India-Sri Lanka Tax Treaty Amended: Anti-Avoidance Focus

By Business DeskIndia-Sri Lanka Tax Treaty Amended: Anti-Avoidance Focus

India and Sri Lanka amend tax treaty with Principal Purpose Test (PPT) to combat treaty abuse and revenue leakage, aligning with global anti-avoidance standards.

The recent amendment to the tax treaty between India and Sri Lanka, which came into force on June 19, 2026, and will apply to income derived starting April 1, 2027, marks a significant structural shift in India’s approach to international taxation. This move by the Ministry of Finance is explicitly designed to counter treaty abuse and revenue leakage, moving beyond merely avoiding double taxation to actively prevent opportunities for non-taxation or reduced taxation through treaty-shopping arrangements.

At the core of this revised protocol is the introduction of the Principal Purpose Test (PPT), a robust anti-avoidance mechanism. The PPT empowers tax authorities to deny benefits under a Double Taxation Avoidance Agreement (DTAA) if it is reasonably determined that a primary objective of an arrangement or transaction was to secure a treaty benefit, either directly or indirectly. Crucially, such benefits will only be granted if they align with the DTAA’s overarching objective and purpose, signaling a move towards scrutinizing the genuine commercial intent behind investment structures rather than solely their legal form.

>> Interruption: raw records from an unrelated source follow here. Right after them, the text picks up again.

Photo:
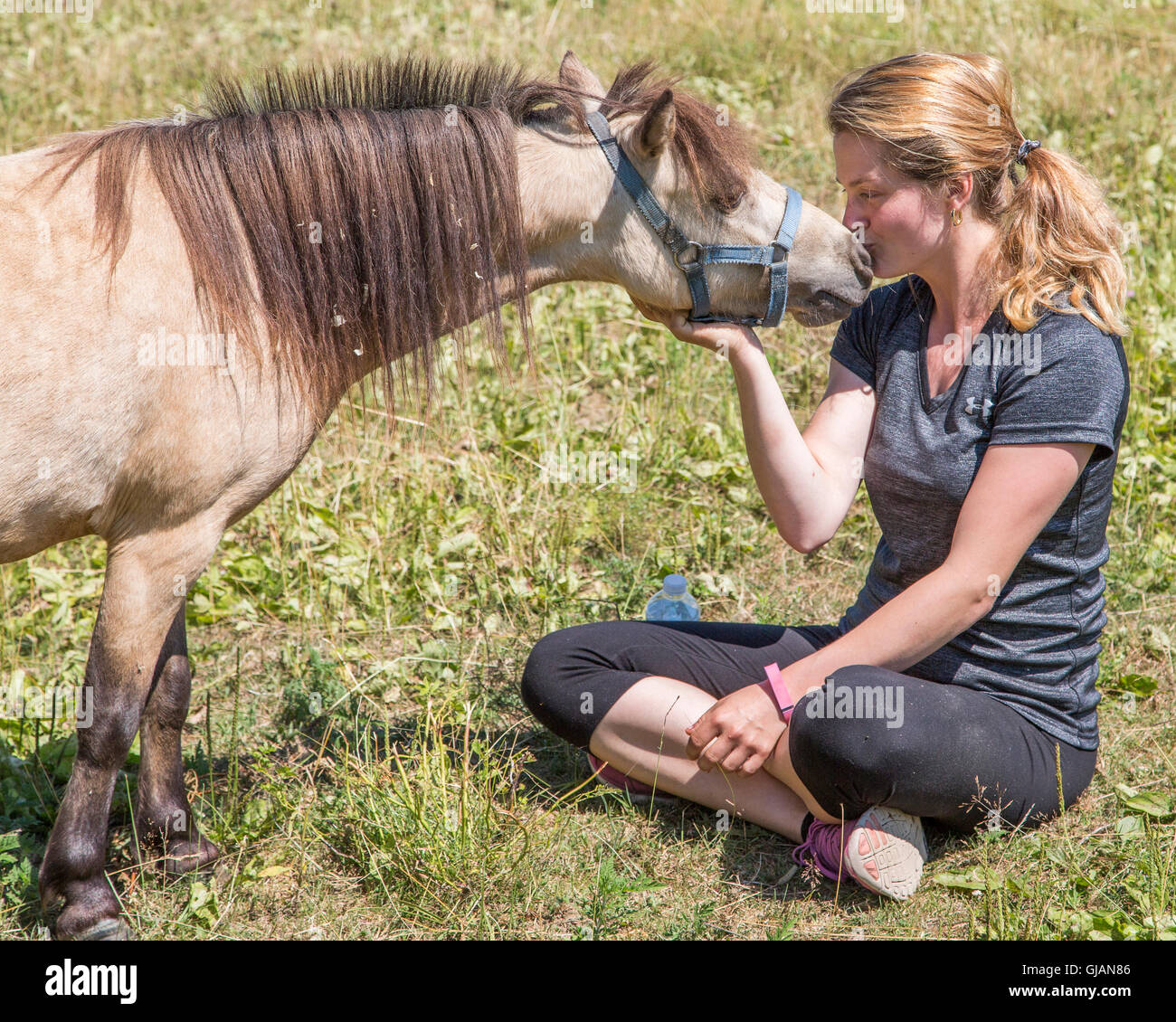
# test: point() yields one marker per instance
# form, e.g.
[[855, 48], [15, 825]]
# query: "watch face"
[[779, 689]]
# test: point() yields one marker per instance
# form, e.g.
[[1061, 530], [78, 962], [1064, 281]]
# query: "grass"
[[356, 743]]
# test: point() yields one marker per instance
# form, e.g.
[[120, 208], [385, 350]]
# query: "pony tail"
[[1058, 234]]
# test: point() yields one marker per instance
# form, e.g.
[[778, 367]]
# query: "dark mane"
[[406, 165]]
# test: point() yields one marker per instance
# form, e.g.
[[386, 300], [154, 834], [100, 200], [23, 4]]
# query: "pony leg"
[[128, 657], [164, 819]]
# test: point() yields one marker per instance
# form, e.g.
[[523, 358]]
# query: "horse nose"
[[862, 262]]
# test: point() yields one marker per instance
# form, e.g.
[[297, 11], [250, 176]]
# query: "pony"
[[196, 294]]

This amendment is not an isolated incident but rather indicative of a broader, systemic alignment with global tax standards. Experts like Richa Sawhney from Grant Thornton Bharat and Amit Agarwal from Nangia & Co LLP confirm that these changes, alongside modifications to the treaty’s preamble, bring the India-Sri Lanka DTAA in line with mandates from the Organisation for Economic Co-operation and Development’s (OECD) Multilateral Instrument (MLI). This framework ensures that treaty relief is exclusively reserved for arrangements possessing authentic commercial substance and a legitimate business purpose.

The MLI itself came into force for India on October 1, 2019, incorporating the PPT into a majority of India’s DTAAs. This evolution underscores a fundamental shift for investors, who can no longer rely solely on objective legal compliance but must now proactively substantiate the commercial rationale underpinning their financial structures. A Central Board of Direct Taxes circular from January 2025 further clarified the prospective application of the PPT, while notably grandfathering gains on the transfer of shares in Indian companies acquired by residents of Mauritius, Cyprus, and Singapore prior to April 2017.

This pattern suggests that tax authorities are systematically closing avenues for arbitrage, pushing for greater transparency and genuine economic activity as the basis for tax benefits. The India-Sri Lanka protocol serves as a concrete example of how jurisdictions are adapting their bilateral agreements to reflect the spirit of international anti-avoidance efforts, ensuring that tax treaties facilitate legitimate trade and investment without inadvertently enabling aggressive tax planning. The long-term implication is a more rigorous and less permissive global tax environment, demanding greater integrity from cross-border financial arrangements.